Seis horas da tarde, agoniado momento de regresso a casa. Gente que nem formigueiro no centro do Rio. Pessoas apressadas na busca de transporte. São milhares que se acotovelam nos pontos de embarque. Preferência dos bondes, que circulam com lotação excessiva. A minha hora também. Esforçadamente conseguia um lugarzinho no bonde, entre mulheres. Era bom. Quando o carro ganhava velocidade, havia o balanço para a direita e para a esquerda. Dava-se a impressão de que o veículo afastaria dos trilhos. Esquerda e direita e vice-versa, os passageiros acompanhavam a movimentação, pra um lado e para o outro, e alguém podia fugir ao rolar de coxas e de braços nos braços e nas coxas da garota ou da balzaquiana ao lado da gente, e o esfrega-esfrega era chamava de bolinação, termo de náutica. Assim à bolina correspondia ao fato de o navio estar inclinado. De termo do mar, passou aos sacolejos dos bondes e ainda, na escuridade dos cinemas, aos amassamentos e beliscos nos seios. Era bom bolinar as namoradas.

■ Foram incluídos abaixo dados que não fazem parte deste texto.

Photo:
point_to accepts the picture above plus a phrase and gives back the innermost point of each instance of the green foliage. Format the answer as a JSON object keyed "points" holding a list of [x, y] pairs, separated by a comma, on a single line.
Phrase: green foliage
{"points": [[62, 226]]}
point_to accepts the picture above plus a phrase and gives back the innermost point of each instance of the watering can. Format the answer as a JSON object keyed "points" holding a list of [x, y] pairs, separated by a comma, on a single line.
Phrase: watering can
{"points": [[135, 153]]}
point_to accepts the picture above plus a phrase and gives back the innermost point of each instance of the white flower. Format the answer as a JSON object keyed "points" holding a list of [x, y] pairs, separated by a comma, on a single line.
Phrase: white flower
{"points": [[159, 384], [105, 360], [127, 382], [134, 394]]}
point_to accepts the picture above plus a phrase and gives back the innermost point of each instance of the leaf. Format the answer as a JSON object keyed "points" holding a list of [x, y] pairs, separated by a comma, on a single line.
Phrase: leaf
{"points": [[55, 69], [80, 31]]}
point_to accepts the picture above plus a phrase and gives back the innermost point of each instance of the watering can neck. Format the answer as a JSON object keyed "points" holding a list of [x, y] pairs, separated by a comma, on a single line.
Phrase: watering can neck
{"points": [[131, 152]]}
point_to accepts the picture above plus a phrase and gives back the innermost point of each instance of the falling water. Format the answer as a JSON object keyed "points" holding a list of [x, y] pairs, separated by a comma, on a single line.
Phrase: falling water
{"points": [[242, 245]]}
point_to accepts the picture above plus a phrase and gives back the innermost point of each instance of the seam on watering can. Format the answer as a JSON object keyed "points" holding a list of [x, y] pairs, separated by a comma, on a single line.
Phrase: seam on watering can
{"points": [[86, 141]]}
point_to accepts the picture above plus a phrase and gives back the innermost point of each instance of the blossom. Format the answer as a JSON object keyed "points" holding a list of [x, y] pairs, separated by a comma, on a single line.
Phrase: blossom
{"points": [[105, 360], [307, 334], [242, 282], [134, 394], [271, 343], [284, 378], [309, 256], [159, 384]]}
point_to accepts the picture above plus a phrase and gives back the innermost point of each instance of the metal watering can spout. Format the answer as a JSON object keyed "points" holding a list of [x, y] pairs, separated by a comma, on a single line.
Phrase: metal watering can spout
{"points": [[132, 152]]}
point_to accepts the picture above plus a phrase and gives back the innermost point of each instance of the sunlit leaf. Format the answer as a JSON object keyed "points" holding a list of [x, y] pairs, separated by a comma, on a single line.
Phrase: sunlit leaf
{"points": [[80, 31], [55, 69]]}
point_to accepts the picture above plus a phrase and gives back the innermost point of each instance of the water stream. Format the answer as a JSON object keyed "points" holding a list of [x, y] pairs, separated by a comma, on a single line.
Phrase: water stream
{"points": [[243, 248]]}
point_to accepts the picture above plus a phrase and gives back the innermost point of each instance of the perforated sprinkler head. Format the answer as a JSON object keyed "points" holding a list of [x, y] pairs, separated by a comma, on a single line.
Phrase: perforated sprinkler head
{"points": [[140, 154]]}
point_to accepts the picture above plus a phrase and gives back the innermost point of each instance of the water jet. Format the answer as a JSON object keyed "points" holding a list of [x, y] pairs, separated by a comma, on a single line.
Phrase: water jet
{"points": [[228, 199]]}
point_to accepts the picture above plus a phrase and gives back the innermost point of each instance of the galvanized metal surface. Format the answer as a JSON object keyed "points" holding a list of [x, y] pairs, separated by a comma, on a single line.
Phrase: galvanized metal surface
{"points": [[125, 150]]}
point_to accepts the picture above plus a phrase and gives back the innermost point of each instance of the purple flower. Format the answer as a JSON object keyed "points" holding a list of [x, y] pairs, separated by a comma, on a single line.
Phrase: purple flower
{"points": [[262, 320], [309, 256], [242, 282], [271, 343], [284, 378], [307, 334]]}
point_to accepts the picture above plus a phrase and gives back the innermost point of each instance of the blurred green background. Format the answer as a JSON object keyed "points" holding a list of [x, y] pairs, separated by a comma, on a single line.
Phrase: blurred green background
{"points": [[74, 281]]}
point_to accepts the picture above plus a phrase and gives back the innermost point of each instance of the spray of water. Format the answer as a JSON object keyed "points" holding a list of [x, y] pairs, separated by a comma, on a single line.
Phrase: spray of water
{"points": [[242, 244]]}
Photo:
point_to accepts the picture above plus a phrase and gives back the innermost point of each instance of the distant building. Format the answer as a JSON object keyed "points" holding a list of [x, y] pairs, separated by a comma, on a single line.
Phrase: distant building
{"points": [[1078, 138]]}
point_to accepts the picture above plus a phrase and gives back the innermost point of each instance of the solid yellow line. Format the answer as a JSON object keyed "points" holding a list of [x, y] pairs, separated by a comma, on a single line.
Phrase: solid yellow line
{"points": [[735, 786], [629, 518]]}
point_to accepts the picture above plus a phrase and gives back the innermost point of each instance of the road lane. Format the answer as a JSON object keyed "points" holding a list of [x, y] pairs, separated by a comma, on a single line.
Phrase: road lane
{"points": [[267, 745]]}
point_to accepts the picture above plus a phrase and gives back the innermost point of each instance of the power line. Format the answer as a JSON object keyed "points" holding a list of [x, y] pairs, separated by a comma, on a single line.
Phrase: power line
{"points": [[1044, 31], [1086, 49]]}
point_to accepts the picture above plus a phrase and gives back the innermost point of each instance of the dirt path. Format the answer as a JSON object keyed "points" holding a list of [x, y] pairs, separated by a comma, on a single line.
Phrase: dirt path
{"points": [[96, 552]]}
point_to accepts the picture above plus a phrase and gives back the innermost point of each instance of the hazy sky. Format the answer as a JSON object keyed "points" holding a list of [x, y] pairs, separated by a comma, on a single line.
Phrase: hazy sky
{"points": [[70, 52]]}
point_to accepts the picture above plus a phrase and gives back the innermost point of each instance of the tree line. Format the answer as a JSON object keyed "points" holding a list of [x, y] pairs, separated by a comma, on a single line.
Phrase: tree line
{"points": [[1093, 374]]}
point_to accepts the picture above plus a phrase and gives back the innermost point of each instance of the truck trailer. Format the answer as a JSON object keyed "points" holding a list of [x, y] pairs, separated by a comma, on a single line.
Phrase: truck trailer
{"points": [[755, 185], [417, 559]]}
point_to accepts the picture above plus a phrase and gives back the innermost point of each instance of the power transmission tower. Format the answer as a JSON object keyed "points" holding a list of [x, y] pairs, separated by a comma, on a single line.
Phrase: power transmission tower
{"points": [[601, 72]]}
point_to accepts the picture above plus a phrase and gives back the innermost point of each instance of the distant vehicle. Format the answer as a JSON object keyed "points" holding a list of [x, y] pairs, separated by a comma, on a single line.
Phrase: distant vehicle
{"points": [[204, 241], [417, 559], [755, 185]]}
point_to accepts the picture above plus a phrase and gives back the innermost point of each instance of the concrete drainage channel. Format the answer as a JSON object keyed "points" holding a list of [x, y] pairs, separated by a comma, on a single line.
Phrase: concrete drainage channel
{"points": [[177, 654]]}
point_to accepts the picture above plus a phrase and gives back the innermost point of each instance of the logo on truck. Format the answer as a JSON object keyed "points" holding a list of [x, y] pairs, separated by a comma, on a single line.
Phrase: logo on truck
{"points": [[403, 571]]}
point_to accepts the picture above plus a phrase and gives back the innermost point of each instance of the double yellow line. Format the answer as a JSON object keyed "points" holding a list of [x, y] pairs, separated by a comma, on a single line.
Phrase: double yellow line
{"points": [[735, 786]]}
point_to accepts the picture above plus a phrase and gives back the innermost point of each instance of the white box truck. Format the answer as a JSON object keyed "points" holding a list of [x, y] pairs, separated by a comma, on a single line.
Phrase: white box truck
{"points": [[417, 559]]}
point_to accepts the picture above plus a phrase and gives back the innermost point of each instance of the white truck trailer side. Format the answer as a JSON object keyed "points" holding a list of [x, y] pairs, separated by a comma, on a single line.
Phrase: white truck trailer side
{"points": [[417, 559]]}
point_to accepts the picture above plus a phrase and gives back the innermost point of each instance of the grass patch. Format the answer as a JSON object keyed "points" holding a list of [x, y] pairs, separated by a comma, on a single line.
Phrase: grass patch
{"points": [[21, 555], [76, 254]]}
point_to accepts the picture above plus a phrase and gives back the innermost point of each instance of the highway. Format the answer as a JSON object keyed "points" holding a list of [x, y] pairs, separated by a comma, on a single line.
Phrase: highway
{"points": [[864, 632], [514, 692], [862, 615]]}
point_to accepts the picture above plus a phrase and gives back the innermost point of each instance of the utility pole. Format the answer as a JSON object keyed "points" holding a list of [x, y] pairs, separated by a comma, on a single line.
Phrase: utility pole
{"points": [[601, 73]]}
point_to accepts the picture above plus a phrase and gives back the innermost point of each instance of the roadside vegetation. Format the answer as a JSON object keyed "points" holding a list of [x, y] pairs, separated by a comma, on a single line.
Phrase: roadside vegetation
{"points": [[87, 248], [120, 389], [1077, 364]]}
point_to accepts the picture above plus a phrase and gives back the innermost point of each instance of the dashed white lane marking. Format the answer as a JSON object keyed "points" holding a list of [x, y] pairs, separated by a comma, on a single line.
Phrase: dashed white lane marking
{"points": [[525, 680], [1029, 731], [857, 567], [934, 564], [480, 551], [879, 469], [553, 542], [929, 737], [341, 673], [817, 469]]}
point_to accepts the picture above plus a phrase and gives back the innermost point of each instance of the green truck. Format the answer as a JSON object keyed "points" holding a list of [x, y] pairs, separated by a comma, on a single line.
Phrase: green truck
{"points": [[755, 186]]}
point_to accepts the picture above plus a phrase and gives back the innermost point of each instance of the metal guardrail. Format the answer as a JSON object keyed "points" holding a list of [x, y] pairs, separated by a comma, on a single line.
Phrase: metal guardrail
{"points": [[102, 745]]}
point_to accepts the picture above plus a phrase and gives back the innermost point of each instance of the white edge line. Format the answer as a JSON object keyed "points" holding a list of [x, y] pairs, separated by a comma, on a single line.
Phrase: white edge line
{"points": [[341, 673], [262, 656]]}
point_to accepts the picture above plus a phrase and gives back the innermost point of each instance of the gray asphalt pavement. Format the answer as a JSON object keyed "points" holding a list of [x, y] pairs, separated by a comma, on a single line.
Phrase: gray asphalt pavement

Deixei o Rio e à cidade maravilhosa retorno em passeio algumas vezes até que, em 19* não encontrei os populares bondes do meu tempo, veículos despoluídos, de passagem barata, românticas, higiênicos, de viagens propiciadoras de namoros inesquecíveis. Foram desativados, por determinação do poder econômico. Contra eles se fez censuras me*sas, acusados de atrapalhação do trânsito, mas a idéia estava em privilegiar os veículos a gasolina, dispendiosos e poluidores, um excesso de exploração das empresas de ônibus.

Leio agora no jornal carioca "Tribuna da Imprensa" que os bondes vão voltar. Grande idéia. Maravilhosa demonstração de bom senso das autoridades. E com eles retornarão os dias felizes de antigamente no transporte de enormes cidades brasileiras.

Tenho saudades dos velhos bondes da Light, companhia inglesa que os mantinha. Uma graça esses bons veículos no momento do RUSH. Bancos completos de passageiros, a gente imprensado entre duas garotas, aventura gostosa de coxas unidas e braços roçando no carro. Uma gostosura dos velhos tempos românticos.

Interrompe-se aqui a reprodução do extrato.